Class Number Calculation of a Real Quadratic Number Field

Question

I am looking at the example below. Can anyone explain how they end up with the contradiction. Why do they reduce $a^2-65b^2$ modulo $5$ to show that it has no integer solutions?

Answer 1

Reducing $a^2-65b^2=\pm 8$ modulo $5$ gives $$a^2\equiv \pm 2\bmod 5,$$ so $\left( \frac{2}{5}\right)=\left( \frac{3}{5}\right)=1$ for the Legendre symbols.
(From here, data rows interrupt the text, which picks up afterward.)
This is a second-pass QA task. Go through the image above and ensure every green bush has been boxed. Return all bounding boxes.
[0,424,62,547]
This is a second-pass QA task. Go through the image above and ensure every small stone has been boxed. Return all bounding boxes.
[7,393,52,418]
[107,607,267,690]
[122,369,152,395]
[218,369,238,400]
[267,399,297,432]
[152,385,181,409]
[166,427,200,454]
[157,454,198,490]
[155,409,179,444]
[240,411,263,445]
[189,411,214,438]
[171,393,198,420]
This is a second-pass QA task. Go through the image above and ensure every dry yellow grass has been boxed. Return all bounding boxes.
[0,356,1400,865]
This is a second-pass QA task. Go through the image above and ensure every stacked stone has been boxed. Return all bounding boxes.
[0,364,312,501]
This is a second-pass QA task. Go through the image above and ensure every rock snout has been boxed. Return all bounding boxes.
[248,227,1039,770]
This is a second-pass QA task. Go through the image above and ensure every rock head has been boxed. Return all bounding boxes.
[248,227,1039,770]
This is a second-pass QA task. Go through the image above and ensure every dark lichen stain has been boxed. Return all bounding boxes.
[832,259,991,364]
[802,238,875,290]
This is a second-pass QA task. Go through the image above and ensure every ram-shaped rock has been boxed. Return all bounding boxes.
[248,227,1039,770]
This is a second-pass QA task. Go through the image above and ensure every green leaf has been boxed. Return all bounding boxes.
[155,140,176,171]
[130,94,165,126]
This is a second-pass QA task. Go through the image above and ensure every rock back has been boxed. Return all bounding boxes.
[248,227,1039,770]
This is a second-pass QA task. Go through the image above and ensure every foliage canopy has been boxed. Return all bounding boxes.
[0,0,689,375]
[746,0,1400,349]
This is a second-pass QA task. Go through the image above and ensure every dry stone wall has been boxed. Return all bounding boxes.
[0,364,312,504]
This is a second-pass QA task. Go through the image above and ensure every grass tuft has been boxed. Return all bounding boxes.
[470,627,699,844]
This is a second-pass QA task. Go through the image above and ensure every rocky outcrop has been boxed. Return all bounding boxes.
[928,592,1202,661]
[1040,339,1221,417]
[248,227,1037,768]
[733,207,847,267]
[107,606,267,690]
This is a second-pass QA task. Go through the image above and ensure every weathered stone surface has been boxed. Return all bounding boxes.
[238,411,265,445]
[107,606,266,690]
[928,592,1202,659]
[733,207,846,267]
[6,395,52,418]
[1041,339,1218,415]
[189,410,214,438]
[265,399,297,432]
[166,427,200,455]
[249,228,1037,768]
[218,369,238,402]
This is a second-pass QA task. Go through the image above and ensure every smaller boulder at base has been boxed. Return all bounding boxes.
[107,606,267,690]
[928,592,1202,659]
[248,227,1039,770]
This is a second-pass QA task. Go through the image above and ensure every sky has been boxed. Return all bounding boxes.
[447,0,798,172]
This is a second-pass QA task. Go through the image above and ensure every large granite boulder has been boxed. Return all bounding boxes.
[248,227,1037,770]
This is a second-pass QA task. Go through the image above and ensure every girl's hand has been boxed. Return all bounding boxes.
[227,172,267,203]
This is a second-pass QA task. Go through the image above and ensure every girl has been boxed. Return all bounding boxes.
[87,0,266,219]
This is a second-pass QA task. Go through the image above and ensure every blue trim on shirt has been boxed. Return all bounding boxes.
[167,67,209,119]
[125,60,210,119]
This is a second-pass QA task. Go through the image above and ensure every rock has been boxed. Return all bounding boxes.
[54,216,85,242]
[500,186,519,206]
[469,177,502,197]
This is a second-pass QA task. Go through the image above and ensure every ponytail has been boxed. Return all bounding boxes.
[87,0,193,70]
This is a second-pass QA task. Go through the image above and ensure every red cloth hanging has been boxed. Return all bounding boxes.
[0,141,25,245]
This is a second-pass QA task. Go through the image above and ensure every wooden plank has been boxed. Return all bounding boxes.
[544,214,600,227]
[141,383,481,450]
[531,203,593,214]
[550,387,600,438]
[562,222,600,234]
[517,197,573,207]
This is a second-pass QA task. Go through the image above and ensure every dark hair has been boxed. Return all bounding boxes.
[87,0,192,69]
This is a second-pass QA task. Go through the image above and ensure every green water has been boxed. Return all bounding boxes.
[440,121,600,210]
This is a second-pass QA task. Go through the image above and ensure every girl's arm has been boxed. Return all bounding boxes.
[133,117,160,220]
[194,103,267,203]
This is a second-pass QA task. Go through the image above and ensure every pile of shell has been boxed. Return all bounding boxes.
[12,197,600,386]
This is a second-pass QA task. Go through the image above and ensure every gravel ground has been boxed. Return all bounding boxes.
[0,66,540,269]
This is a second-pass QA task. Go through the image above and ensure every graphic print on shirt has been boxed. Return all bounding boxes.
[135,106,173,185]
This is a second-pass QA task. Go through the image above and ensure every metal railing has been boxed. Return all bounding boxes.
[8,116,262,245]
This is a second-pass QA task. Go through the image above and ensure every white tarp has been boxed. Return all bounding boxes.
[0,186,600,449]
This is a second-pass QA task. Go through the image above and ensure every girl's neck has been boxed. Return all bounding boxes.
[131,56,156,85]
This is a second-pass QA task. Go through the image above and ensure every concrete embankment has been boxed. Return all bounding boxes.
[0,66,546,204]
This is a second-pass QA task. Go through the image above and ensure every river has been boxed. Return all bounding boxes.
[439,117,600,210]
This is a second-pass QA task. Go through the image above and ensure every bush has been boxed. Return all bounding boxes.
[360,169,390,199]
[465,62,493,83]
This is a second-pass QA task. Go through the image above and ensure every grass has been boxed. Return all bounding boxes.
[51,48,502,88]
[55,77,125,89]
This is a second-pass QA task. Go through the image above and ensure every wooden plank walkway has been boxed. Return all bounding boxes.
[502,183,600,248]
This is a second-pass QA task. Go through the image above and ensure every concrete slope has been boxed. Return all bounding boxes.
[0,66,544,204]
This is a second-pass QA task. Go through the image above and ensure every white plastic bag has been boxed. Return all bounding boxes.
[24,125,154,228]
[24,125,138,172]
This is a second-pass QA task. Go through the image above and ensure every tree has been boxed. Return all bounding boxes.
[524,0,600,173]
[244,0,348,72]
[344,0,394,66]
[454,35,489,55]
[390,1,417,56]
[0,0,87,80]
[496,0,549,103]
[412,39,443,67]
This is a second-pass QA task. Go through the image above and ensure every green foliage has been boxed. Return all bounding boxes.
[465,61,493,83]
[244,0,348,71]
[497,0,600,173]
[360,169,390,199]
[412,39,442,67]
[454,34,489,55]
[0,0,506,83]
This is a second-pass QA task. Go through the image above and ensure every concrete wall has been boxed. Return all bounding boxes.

On the other hand, there is no square $a^2$ equal to $\pm 2$ in $\Bbb F_5$, just test: $0^2=0$, $1^2=1$, $2^2=4$, $3^2=4$ and $4^2=1$. This is a contradiction.

Answer 2

It's mostly a matter of efficiency. Try it modulo 65. Obviously $65b^2 \equiv 0 \pmod{65}$. So we need to look just at $a^2 \pmod{65}$. But we need to look at 65 values: 0, 1, 4, 9, 16, 25, 36, 49, 64, 16, 35, 56, 14, 39, 1, 30, 61, 29, 64, 36, 10, 51, 29, 9, 56, 40, 26, 14, 4, 61, 55, 51, 49, 49, 51, 55, 61, 4, 14, 26, 40, 56, 9, 29, 51, 10, 36, 64, 29, 61, 30, 1, 39, 14, 56, 35, 16, 64, 49, 36, 25, 16, 9, 4, 1.

If instead we look at it modulo 5, it still zeroes out $65b^2$ but we only have five values of $a^2$ to worry about, namely 0, 1, 4, 4, 1. It is much easier to see that $\pm 2$, $\pm 8$ don't occur here.